• The Fit Midwife

Loose Women and Looser Lips

Ok so today is apparently FURIOUS FRIDAY…. Let’s discuss it. The Loose Women’s loose lips causing a midwifery scandal.

First of all. There is nothing great about the title of that show is there…. Because of all the things they could have chosen to address a panel of women, they came up with ‘loose’. I can hear Emmeline Pankhurst just rolling in her grave.

So we all know about the leaked Shrewsbury report. There are statistics being thrown around but we haven’t read the full report. Whilst any death, whether maternal or neonatal is one too many I don’t like using statistics out of context. I do not like generalisations. So I guess I will have to wait to see the whole thing before I can correctly comment on it.

As Milli Hill rightly pointed out in her article for The Independent we are in a BIRTH CRISIS. We have had Morcombe Bay, now Shrewsbury. How many more reports need to be written to identify the glaringly obvious fact that the NHS is not failing….. it has been and continues to be failed!!

This is not new news. I have lived it. My friends and colleagues continue to live it. There are so many holes that the staff try to patch up but they have neither the staffing numbers nor the funding. This report prompted a discussion on the state of the NHS’ maternity system. And that is what I am really wanting to discuss.

My main rage here (because I always have one) is the comment made on Loose Women by someone called Brenda Edwards. I’m not sure if this is my ignorance but I literally had no idea who she was…. I had to Google it.

So what did Brenda say that pissed me off?? Brenda said she wasn’t happy with her midwife, saying ‘she looked too young to have had any children’. She compared this to her midwife from her first birth, whom she called ‘mature and experienced’.

So here is Brenda, making a sweeping generalisation that age and experience are in some way correlated. Obviously the longer you are in your job, the more you are exposed to certain situations, especially in healthcare. But you are also more likely to become demotivated, complacent and to be honest…. a bit lazy. A long time in a job does not necessarily an experienced employee make.

The young midwife in question had to undergo the same training as the ‘mature’ one. In fact I know from having students, that the newer midwives coming through are usually the ones who know the most up to date research, the current hot topics and they always brim with hope and enthusiasm. I wonder at what age someone would consider a midwife ‘old enough’? When we get to that age it will be great, we can throw a party because we all become ‘experienced’.

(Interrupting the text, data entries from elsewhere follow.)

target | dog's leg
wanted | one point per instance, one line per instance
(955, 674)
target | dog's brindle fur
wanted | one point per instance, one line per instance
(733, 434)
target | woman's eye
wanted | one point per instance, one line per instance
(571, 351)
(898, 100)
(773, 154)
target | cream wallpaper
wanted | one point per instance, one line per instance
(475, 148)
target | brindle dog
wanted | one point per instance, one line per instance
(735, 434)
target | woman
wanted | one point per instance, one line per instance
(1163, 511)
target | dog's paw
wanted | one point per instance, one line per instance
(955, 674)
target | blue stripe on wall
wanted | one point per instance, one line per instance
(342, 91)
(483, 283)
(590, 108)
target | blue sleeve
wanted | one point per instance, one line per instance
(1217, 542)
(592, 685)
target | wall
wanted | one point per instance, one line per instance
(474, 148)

Now we get to my favourite part…… “I found her to be a little bit patronising and I’d already had a baby. She was telling me how to push and she hadn’t pushed herself”.

*Starts slow clapping and simultaneously rolling eyes”

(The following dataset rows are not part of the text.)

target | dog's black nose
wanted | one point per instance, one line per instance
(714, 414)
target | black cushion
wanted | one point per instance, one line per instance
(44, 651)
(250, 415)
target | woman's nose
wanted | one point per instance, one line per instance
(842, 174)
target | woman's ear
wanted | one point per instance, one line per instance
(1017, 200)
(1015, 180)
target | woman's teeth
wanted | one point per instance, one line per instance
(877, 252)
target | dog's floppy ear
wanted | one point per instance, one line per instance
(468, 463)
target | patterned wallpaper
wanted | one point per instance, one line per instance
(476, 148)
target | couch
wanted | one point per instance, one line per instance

Now I cannot comment on whether someone comes across patronising or not. I wasn’t there. This is rarely someones intention but often a case of not gelling with somebody on a basic level. It happens. It is public healthcare. We are seldom in a position to change that. But as far as I know we all try to practice with kindness.

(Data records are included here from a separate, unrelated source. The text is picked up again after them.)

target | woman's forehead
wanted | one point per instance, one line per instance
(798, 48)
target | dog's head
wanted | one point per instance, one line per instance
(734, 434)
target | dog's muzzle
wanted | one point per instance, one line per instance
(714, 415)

I can address the pushing comment. Do you know how insulting it is as a midwife to be questioned on our ability to do our job because we haven’t birthed a baby ourselves? Do you know how much work we put in to getting where we are? What we sacrifice? What we give day in and day out?

How dare you link our ability to be with women during this time to our reproductive circumstances. Circumstances you know nothing about. As a single, childless midwife am I somehow less qualified to support women. I mean, it’s not like I have a degree or anything….. right?

As if childless women didn’t already have enough of a battle trying to get people to understand that our worth is not directly linked to what happens in our uterus. We now have to face facts that other women consider us lesser females, less able to empathise and less able to use our hard earned educations in practice. Are we going backwards or does it only feel like that when people make silly mindless comments?

Please can we support all of our midwives? Young, old, newly qualified, long serving, tall, short, mothers, childless, married, single. Working in a country where midwives are considered subordinate to all doctors, where women are violated, ignored and crying out for midwifery care, I would urge women everywhere to support your midwives. And maybe generally not judge any of the women around you. All of our stories are different and we are still in a very real and very tough fight to be seen as equals, How can we expect anyone else to see it if we cannot see it in each other.